When it comes to heart disease factors such as age and family history often play a role in your chances, but simple things like diet and lifestyle changes can improve and lower your risks as much as 80 percent.
Being overweight is often a huge strain on your heart and raises blood pressure, bad cholesterol, and triglyceride levels, which increases the risk of heart disease, and even diabetes. Our bodies are made up a balance of water, fat, protein, carbohydrates, and vitamins/minerals. Too much fat means that these other items are off balance, which can result in even more issues.

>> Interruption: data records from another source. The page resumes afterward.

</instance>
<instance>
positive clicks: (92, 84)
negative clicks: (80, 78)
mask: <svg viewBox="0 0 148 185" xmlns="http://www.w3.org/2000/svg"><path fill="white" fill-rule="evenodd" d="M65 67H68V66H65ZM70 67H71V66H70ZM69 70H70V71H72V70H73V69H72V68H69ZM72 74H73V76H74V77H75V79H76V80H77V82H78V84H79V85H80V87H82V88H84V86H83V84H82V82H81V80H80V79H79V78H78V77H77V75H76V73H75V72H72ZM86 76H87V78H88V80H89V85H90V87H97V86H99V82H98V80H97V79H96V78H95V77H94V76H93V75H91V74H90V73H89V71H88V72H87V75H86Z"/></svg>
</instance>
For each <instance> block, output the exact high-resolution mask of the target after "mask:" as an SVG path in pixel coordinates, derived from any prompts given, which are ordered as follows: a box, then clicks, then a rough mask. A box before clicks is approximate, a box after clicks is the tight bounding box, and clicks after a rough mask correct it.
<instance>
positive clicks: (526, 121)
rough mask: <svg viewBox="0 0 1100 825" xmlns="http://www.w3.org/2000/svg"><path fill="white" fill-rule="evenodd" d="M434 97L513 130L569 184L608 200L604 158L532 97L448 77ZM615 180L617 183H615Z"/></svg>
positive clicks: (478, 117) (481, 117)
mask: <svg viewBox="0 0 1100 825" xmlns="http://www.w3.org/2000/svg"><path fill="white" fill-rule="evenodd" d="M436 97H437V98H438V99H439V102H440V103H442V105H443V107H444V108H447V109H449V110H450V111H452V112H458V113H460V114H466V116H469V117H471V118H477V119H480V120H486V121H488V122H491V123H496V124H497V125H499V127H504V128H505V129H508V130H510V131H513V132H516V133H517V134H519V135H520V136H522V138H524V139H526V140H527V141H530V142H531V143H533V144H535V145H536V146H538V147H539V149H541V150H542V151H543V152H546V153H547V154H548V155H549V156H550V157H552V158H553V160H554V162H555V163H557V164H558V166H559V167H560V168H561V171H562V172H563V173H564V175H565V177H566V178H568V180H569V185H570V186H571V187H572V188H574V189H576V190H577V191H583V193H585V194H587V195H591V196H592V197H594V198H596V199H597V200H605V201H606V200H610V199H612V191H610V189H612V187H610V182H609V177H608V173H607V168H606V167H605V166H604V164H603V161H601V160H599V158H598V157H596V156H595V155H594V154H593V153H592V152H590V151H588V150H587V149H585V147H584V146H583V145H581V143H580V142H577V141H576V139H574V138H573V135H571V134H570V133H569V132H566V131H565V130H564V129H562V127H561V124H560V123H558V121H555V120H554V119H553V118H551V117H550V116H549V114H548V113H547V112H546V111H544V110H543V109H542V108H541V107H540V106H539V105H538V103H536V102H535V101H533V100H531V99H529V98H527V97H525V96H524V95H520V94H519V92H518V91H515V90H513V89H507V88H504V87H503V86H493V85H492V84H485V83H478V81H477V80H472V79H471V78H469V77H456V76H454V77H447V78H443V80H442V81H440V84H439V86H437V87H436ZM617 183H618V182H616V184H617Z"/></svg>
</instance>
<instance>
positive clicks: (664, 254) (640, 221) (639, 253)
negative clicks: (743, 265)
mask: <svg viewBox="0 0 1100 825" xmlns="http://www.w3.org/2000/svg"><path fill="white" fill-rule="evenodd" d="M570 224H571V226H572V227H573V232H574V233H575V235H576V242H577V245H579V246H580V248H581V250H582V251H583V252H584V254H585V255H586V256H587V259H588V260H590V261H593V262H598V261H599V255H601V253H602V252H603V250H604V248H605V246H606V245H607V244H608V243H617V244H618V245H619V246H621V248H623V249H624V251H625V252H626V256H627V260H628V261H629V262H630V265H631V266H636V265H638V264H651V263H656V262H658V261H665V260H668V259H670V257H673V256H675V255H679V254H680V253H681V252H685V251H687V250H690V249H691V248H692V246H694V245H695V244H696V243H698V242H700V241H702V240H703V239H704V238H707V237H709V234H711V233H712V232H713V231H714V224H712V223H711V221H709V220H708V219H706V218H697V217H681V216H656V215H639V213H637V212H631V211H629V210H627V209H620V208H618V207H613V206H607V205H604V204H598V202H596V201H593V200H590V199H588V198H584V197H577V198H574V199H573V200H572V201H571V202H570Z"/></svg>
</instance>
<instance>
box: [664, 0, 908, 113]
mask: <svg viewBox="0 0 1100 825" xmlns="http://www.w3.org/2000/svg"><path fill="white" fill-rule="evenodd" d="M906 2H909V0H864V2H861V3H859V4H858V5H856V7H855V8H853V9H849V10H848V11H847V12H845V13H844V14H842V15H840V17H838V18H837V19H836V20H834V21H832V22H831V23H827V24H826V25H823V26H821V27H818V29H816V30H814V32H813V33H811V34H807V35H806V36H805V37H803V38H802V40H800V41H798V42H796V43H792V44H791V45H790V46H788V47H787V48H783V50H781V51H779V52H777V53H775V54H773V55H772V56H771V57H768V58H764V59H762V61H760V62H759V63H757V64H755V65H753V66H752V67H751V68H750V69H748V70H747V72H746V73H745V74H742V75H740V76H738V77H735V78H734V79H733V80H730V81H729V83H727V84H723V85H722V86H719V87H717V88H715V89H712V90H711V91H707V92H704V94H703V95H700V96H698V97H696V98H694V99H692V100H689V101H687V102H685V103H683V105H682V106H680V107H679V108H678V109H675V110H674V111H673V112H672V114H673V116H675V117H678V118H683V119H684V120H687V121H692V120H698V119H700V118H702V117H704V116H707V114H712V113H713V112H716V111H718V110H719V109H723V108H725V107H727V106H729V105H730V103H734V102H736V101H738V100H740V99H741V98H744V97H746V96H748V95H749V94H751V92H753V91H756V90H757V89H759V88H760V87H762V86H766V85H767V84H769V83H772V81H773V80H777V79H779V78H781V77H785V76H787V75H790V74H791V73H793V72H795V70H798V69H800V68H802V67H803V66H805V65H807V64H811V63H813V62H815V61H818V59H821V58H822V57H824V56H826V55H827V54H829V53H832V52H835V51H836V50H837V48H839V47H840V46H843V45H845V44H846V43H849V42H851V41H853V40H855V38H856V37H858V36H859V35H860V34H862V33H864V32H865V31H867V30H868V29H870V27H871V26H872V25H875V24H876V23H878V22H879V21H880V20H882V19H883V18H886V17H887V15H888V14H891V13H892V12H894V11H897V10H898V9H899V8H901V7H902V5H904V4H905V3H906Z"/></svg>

Along with weight, physical inactivity can kill you. Blood clots, high blood pressure, heart attack, stroke, and other heart problems often are related to lack of physical activity. By becoming more active individuals can lower blood pressure and boost good levels of cholesterol. For women being physically active can reduce chances of stroke by 25% and heart disease by 30-40%.
The American Heart Association (AHA) outlines four steps to becoming a better you and to help reduce your risk of not only heart disease but many other harmful diseases (e.g. brain, diabetes, liver).

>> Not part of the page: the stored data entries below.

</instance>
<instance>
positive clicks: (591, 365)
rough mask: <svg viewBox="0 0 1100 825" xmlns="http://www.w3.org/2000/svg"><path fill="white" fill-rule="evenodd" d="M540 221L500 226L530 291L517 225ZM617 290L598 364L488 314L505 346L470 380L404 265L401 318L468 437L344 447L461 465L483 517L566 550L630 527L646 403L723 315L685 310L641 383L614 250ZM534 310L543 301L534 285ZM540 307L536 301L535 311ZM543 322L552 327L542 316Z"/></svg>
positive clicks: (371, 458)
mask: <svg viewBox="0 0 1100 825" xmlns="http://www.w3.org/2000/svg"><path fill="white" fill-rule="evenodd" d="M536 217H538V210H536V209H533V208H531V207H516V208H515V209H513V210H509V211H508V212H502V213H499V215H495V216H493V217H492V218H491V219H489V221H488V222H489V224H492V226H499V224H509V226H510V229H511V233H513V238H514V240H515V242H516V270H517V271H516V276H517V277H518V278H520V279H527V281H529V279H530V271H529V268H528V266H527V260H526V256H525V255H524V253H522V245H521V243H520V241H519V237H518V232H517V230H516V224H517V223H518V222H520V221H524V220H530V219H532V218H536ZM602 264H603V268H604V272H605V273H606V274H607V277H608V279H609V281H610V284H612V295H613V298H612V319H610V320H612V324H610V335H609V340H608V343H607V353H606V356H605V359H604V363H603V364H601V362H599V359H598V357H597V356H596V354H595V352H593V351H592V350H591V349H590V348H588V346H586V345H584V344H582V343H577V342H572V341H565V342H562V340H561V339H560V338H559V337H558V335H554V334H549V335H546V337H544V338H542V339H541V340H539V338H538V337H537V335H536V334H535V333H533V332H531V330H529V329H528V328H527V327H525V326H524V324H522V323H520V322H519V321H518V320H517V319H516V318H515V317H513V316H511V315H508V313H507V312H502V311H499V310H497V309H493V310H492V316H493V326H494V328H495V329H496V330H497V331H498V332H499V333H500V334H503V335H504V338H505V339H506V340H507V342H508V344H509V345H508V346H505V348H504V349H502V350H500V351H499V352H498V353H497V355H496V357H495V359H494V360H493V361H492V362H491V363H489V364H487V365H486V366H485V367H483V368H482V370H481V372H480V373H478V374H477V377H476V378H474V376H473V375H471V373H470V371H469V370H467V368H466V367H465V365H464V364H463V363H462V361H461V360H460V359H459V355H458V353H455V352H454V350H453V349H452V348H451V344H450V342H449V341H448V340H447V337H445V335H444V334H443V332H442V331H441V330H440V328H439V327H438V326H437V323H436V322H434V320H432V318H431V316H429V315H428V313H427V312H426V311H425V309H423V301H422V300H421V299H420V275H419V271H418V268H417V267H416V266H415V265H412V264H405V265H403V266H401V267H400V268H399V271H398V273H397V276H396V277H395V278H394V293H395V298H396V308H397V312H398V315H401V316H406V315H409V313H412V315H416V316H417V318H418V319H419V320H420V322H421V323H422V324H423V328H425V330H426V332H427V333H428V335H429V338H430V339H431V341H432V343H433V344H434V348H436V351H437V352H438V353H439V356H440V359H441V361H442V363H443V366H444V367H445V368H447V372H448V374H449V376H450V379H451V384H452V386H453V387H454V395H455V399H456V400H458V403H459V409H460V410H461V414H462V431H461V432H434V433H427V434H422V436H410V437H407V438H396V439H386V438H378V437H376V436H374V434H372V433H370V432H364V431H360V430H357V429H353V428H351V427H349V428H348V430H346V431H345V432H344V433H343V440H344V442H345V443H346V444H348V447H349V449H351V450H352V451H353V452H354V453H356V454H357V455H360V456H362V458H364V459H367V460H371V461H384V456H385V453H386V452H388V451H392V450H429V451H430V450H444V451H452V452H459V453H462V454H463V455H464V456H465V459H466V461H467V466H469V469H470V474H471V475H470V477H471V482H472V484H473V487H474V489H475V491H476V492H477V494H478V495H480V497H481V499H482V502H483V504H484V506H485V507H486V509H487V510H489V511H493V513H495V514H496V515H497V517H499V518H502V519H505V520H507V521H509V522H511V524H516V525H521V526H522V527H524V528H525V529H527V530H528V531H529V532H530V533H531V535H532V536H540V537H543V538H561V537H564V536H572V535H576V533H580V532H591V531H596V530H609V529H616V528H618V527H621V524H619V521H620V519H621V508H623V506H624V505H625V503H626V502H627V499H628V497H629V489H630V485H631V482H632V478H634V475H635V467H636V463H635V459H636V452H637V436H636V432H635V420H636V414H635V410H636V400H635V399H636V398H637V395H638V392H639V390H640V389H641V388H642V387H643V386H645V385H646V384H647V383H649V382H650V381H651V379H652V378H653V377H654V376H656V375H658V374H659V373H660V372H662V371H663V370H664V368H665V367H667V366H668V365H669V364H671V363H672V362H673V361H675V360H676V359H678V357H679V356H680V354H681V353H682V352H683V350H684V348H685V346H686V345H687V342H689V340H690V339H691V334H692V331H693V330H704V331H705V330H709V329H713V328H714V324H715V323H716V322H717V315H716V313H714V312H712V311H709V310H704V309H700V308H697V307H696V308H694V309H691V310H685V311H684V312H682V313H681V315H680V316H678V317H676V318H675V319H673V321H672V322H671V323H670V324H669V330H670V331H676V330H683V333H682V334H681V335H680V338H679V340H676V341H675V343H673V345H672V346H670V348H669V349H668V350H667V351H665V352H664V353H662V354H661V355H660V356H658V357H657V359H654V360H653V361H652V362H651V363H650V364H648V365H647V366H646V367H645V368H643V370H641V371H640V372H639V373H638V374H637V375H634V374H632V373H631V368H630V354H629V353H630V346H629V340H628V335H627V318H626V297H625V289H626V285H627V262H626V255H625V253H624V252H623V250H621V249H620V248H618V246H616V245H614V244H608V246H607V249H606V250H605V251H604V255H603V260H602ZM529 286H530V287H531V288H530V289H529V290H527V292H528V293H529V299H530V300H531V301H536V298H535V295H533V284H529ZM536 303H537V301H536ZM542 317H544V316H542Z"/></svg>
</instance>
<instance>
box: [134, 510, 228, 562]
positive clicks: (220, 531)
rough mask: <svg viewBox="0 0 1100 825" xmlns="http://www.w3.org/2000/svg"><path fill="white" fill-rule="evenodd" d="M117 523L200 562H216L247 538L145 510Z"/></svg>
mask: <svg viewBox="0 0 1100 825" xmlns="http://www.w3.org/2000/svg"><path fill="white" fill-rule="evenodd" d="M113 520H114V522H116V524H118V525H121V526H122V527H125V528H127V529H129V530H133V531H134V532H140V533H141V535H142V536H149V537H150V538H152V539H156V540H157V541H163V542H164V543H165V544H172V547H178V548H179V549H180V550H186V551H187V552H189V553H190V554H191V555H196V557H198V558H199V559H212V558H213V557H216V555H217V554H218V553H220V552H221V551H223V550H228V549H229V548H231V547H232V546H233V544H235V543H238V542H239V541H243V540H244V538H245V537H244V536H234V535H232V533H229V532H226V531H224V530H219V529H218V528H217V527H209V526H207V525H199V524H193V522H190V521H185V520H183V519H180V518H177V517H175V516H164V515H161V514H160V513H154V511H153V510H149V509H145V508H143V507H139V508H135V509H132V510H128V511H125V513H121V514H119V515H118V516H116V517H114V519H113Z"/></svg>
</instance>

1) Eat Smart – When we hear eat smart it often brings up images of giving up all the foods you love. But it isn’t! It just means making smarter choices and smarter substitutions for recipes.
2) Add Color – By eating the rainbow in your diet, you are often adding important nutrients needed to maintain a healthy body and weight. Bringing in flavor to your diet through these veggies and fruits doesn’t have to be all at once but in moderation or by substituting ingredients.
3) Move More – Getting into better shape is as easy as adding 22 minutes of activity to each day. Taking a walk or taking the stairs are easy ways to start increasing activity. Start slow and then increase your activity.
4) Be Well – Other than eating right and being active, it is important to have enough sleep, practice mindfulness, manage your stress levels, and much more. By making self-care a priority you can increase your overall well-being.